Moi, Frank Mc Court, yankee trop puissant
Un homme élégant, la soixantaine grisonnante, aux faux airs de Laurent Ruquier, fait des bonds sur la Canebière devant la vitrine de la boutique officielle de l’OM. If you are not jumping, your’re not from Marseille ! And now, in French : si tu ne sautes pas, tu n’es pas marseillais ! Good heavens ! (1) Va falloir que je m’entraîne si je veux vraiment devenir « un acteur important de la communauté marseillaise » (2) Je me présente : Mc Court, Frank, le nouveau propriétaire de l’OM. La vente n’est pas encore finalisée mais je mouille le maillot pour séduire la veuve Dreyfus, les actionnaires, les instances du foot français, la presse. Je fais même des courbettes au Mayor. Comment il s’appelle déjà ? The fat man ? Ah oui, Jean-Claude ! Il m’a mis directement à l’aise celui-là. J’ai tout de suite compris que, comme moi, il ne comprenait rien de rien au soccer. « Il va falloir gagner, qu’il m’a dit. Il va falloir mettre des sous ! Et puisque vous en avez, c’est ce que vous ferez. » (3)
Des sous, j’en manque pas en effet. J’ai 1,2 milliards en poche. De quoi faire tourner les têtes dans cette ville de gagne-petit. Je m’adapte. J’essaye de n’oublier personne dans le plan « com » pour vendre mon « OM Champions Project ». Ça sonne bien, non ? « Sans les supporters, il n’y a pas l’OM tel que l’on connaît. » (2) « Il est très important que le Vélodrome reste accessible : je peux vous le promettre il y aura toujours des places réservées aux ultras. » (4) Milliardaire peut-être, mais au grand cœur ! Tonight we will… Tonight we will burn you out ! (5) Je maîtrise déjà les subtilités du championnat français façon de faire vibrer les fans marseillais. Objectif n°1 : « je veux battre Paris » (6) Straight to the goal ! (7) Dans le Massachusetts où je suis né, on n’a pas froid aux yeux. Alors, go OM ! Go OM ! Paris, Paris, we fuck you ! (8) Subtil, non ?

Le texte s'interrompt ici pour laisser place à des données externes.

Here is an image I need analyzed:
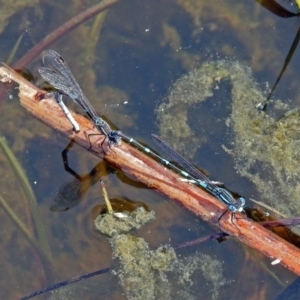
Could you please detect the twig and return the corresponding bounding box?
[0,66,300,275]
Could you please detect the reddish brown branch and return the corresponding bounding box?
[0,67,300,275]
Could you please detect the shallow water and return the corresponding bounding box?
[0,0,300,299]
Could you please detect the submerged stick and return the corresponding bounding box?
[0,66,300,275]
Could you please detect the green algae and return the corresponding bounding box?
[157,60,300,216]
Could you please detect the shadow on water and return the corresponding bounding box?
[0,0,300,299]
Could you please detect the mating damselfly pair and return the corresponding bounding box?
[39,50,245,216]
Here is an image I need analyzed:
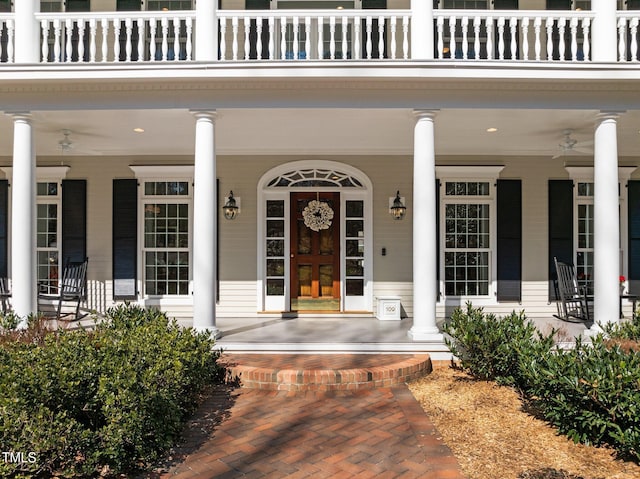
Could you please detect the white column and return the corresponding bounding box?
[593,112,620,330]
[195,0,218,62]
[411,0,433,60]
[409,110,442,341]
[13,0,40,63]
[591,0,618,62]
[11,113,38,327]
[192,111,220,336]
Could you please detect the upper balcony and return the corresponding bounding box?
[0,6,640,68]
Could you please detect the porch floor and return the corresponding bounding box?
[216,315,586,361]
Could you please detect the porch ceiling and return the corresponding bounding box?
[0,109,640,158]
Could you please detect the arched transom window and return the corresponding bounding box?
[267,168,364,188]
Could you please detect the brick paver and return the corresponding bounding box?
[155,358,464,479]
[220,353,432,391]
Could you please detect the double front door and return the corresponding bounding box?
[290,192,340,311]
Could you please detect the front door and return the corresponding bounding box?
[291,192,340,311]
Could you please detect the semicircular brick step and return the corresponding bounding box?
[219,353,433,391]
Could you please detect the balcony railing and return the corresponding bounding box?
[434,10,596,61]
[0,9,640,63]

Quand on veut faire des affaires, faut savoir faire rêver. Pourquoi acheter l’OM ? « Parce que c’est le meilleur club de France et l’un des meilleurs du monde » (3) Pourquoi je me passionne pour Marseille ? Parce que cette ville est dans mon cœur depuis que mon père, en 44, a libéré la Provence avec la 40ème division blindée. Pourquoi gaspiller autant de dollars ? « On ne réalise pas une telle opération avec l’ambition de gagner de l’argent. » (2) Ça c’est pour la galerie bien sûr. Damn it ! Sérieux, vous ne pensez pas quand même que les States c’est Disney world ? Parole d’Irlandais : je viens ici pour faire du cash bien entendu. What else ? Money ! J’ai d’abord essayé d’acheter Tottenham Hotspur, le club de foot londonien. Trop cher. C’est comme chez moi : j’avais toujours rêvé d’être le proprio des Red Sox, l’équipe de baseball de Boston, ma ville natale. Et j’ai dû me contenter d’acheter celle des Dodgers de Los Angeles. Excellente opération, cela dit, quoi qu’on en dise !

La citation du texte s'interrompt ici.